20 de fevereiro de 2014




Cartas não recebidas por um escritor

Caro colega que me escuta, escrevo-lhe estas linhas de fim de tarde embrulhado e cinzenta, quanto o baloiçar e as cores das minhas ideias que se agitam sem parar no interior do meu cérebro. Se a arte de escrever já é em si, entre outras frentes, um acto recriminatório do que vemos em redor, pior ficamos quando esse redor, esmaga o que escrevemos, suplantando a crueldade dos factos.
O fogo, descoberto pelo homem para usufruto, também se torna seu inimigo quando se revolta. Como todas as forças da natureza se disponibilizaram para servir a inteligência e aperfeiçoar os meios sociais, tal como o fogo cerebral, quando se descuram as formas de ser ateado e usado, podem destroçar o que produzimos, bem como a harmonia e justiça da sociedade.

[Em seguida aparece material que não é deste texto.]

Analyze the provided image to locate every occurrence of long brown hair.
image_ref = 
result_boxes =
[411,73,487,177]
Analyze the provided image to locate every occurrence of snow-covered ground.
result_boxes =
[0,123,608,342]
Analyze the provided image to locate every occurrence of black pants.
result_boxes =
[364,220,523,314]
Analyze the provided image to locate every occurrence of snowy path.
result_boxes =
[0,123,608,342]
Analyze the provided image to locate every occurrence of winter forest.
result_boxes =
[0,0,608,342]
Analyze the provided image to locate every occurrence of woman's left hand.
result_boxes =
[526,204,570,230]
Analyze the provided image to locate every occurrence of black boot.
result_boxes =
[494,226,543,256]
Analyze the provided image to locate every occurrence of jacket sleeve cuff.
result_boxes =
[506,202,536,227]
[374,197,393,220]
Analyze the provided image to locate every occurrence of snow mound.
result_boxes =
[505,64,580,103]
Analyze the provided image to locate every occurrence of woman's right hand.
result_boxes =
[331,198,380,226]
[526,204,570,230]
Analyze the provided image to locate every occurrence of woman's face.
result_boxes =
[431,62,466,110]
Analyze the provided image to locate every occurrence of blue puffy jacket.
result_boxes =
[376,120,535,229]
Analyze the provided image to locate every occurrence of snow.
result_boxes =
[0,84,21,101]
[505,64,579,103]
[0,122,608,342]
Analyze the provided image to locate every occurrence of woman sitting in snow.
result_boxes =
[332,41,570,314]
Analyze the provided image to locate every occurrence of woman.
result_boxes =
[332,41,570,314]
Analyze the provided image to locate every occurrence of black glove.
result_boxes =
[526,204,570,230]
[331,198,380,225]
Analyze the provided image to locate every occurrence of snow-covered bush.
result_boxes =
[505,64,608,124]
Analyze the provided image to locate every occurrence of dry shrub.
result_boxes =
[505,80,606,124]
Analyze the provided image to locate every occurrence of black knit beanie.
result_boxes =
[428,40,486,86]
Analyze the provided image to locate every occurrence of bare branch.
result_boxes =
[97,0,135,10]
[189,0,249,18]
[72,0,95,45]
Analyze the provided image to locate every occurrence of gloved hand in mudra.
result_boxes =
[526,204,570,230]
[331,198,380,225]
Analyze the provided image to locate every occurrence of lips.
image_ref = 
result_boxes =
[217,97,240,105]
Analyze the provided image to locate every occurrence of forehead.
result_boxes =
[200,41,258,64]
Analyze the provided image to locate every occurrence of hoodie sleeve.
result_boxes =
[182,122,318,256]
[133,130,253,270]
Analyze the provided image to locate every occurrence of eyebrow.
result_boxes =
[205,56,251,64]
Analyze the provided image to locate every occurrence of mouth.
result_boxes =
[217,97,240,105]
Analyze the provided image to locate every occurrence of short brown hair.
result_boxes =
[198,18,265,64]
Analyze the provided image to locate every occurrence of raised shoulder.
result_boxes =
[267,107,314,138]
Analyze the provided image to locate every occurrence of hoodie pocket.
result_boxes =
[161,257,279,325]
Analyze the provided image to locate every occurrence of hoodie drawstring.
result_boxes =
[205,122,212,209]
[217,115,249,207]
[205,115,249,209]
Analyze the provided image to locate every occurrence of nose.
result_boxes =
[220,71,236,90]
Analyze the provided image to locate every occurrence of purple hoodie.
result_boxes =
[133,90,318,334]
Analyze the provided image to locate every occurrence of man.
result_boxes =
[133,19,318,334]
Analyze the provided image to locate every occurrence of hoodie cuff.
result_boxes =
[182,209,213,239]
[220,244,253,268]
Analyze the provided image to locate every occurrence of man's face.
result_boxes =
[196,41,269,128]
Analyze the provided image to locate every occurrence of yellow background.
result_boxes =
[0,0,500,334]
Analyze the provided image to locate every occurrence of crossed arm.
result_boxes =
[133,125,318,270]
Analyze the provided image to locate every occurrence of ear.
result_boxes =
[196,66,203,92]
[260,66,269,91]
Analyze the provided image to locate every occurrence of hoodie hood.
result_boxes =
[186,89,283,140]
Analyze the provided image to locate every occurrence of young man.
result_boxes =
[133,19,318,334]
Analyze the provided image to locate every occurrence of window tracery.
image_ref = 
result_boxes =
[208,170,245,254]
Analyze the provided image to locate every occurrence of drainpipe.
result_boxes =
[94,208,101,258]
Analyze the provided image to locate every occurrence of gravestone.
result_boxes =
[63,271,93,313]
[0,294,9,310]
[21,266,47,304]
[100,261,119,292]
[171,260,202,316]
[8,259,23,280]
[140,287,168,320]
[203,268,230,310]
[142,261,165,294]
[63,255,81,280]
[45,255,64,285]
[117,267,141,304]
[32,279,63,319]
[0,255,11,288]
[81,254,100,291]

Ardeu uma casa pobre entre as muitas outras ao lado. Levam décadas de existência como alojamento provisório, tal como as ideias que projectamos para um novo trabalho literário que deixamos em suspenso para novas oportunidades de intervenção. Uma casa ardida sem remédio, apenas tirou uma árvore da floresta descuidada e exposta à incúria e a novos incidentes. Os seus ocupantes e os seus andrajos foram alvo do mediatismo fotográfico e das habituais rábulas jornalísticas de ocasião, que fazem o ladrão manter-se de pé. Ficou o espaço limpo da casa e ficou o extenso ramalhete contíguo da penúria que oferece os mesmos riscos de incêndio fortuito. As ideias que armazenámos, ainda que ardam enquanto permanecem no quintal reservado nos vários sótãos do cérebro, não têm o efeito de calamidade pessoal e, muito menos, colectiva.
Os homens e mulheres que se escondem nos cargos políticos, fizeram opções de interrupção ou de início de carreira, embalados numa escola de valores que lhes dava garantias de uma supremacia social com todos os reflexos radiantes de uma carteira mais avolumada e sustentável na consistência do Estado e da protecção que este reserva aos seus eleitos acobertados nos supermercados partidários.
Nós, caro colega, julgando que pensa como eu, os que incendiamos a alma e queimamos muitas energias para levar mensagens, vemo-nos desprovidos do respeito e implementada de forma ardilosa, a desvalorização do nosso trabalho. O fogo da ignorância política avançou avassaladoramente sobre o papel dos livros, queimando até as necessárias bibliotecas como pilares da transmissão de conhecimentos às gerações. Um livro deixou de ser uma necessidade estrutural - uma semente - e, as bibliotecas ficaram reféns das disponibilidades financeiras dos decisores, que o foram espalhar em inaugurações de valor pouco acrescentado e memorial.
Ardeu uma casa, o presidente sabe que não escapa à ocorrência e age mais por obrigação e oportunismo social de notícia para o futuro, do que pela satisfação de uma família que já desesperava. Cortada a árvore, manteve-se a floresta de desespero, de lixo e escândalo. A limpeza ficou por fazer sem prazos. O mediatismo teve os seus elogios localizados, dos mesmos que silenciam a morte dos livros e da sua relevância histórica.
Se a desgraça de uns pode ter alcance, um livro pode desestabilizar esse alcance. Daí o temor! Caro colega, que espero ainda aí esteja a escutar-me, a baixeza de certos homens e mulheres que cavalgam as coisas públicas e se vangloriam de ser diferentes porque eleitos, contraria as páginas das suas afirmações e o quadro das acções que, na maior parte das vezes são arte mal desenhada, planeada e acabada, como, não raras vezes, insustentada. A nós, que apenas temos vontade, ideias amadurecidas e caneta para as tornar também públicas, resta-nos porfiar que no amanhã, os poucos leitores que se aproximam, porque a maioria é assim afastada, aumentem a coragem de atear o fogo que limpará os campos de uma Cultura florescente ao serviço de todos.
Despeço-me da sua ausência, pensando em nova oportunidade de lhe escrever.